Of the 149 infants (mean age 12 months) included in the intent-to-treat analysis set, 130 completed the study. Median percentage reduction from baseline in daily POS rate was not significantly different (p = 0.97) between topiramate 25 mg/kg (20.4%) and placebo (13.1%). Lower doses were not formally tested, but nominal p values for comparisons with placebo were not significant (15-mg/kg/d dose: p = 0.97; 5-mg/kg/d dose: p = 0.91). Treatment-emergent fever, diarrhea, vomiting, anorexia, weight decrease, somnolence, and viral infection occurred more frequently (> or = 10% difference) with topiramate than with placebo.

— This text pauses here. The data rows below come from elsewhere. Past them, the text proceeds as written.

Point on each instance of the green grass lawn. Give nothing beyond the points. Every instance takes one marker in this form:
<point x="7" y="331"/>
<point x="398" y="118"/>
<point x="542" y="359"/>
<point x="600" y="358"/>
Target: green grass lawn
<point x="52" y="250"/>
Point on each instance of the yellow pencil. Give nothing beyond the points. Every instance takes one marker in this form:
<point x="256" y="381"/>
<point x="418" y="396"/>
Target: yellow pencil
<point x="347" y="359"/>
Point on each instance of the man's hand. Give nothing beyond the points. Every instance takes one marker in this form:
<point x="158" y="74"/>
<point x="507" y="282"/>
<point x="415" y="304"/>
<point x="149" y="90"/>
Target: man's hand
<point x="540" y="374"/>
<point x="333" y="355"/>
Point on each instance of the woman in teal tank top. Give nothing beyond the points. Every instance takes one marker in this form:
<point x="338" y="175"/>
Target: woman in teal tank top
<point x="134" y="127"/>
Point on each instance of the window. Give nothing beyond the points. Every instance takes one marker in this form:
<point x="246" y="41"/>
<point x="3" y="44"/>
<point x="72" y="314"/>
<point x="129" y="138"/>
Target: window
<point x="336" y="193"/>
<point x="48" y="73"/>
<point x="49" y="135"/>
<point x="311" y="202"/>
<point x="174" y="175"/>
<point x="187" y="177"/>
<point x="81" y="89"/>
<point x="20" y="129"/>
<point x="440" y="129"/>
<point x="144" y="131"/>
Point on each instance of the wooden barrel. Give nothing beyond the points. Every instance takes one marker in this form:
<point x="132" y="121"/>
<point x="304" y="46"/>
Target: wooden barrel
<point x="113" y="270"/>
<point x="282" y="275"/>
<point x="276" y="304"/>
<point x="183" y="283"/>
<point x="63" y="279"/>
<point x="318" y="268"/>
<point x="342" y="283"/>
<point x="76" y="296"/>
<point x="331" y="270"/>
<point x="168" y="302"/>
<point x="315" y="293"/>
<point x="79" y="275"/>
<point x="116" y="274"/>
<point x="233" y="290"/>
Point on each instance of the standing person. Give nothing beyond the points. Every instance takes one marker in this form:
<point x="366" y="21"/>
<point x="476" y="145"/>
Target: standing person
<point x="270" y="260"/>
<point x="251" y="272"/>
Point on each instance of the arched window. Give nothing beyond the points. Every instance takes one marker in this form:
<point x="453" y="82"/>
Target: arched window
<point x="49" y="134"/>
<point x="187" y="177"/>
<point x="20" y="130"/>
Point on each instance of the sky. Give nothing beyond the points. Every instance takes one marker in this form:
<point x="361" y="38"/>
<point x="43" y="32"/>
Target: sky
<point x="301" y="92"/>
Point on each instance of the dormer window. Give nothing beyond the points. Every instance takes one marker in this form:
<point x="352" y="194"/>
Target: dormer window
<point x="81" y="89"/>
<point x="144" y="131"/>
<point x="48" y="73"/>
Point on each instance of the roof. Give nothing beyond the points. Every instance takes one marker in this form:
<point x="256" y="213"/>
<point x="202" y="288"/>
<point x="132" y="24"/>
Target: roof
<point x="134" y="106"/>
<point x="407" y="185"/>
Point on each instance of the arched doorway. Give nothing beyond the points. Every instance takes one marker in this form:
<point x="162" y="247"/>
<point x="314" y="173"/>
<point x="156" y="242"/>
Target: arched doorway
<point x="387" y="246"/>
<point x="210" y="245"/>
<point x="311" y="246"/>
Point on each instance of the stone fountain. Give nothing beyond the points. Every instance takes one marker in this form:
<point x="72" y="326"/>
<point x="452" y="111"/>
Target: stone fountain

In infants aged 1-24 months, topiramate 5, 15, or 25 mg/kg/d was not effective as adjunctive treatment for refractory partial-onset seizures. No new safety concerns associated with topiramate use were noted.
This interventional study provides Class I evidence that topiramate 5, 15, or 25 mg/kg/d compared with placebo does not significantly reduce seizure rates in infants aged 1 month to 2 years with refractory partial-onset seizures.
评估添加托吡酯(撒粉胶囊或口服液)辅助治疗耐药性部分发作性癫痫(POS)患儿的疗效和安全性。
在这项双盲、安慰剂对照、平行分组、国际研究中,将有临床或 EEG 证据显示耐药性 POS 的婴儿(n=149)随机分为(1:1:1:1)接受添加托吡酯 5、15 或 25mg/kg/d 或安慰剂治疗 20 天。主要变量是从基线到最终评估记录的 48 小时视频-EEG 上每日 POS 率的中位数百分比降低。
在意向治疗分析组的 149 名婴儿(平均年龄 12 个月)中,有 130 名完成了研究。每日 POS 率从基线的中位数百分比降低在托吡酯 25mg/kg(20.4%)和安慰剂之间无显著差异(p=0.97)。较低剂量未进行正式测试,但与安慰剂相比,名义 p 值无显著差异(15mg/kg/d 剂量:p=0.97;5mg/kg/d 剂量:p=0.91)。与托吡酯相比,发热、腹泻、呕吐、厌食、体重减轻、嗜睡和病毒感染更频繁(>或=10%差异)。
在 1-24 个月大的婴儿中,托吡酯 5、15 或 25mg/kg/d 作为耐药性部分发作性癫痫的辅助治疗无效。未发现与托吡酯使用相关的新安全性问题。
这项干预性研究提供了 I 级证据,表明与安慰剂相比,托吡酯 5、15 或 25mg/kg/d 不会显著降低 1 个月至 2 岁耐药性部分发作性癫痫患儿的癫痫发作频率。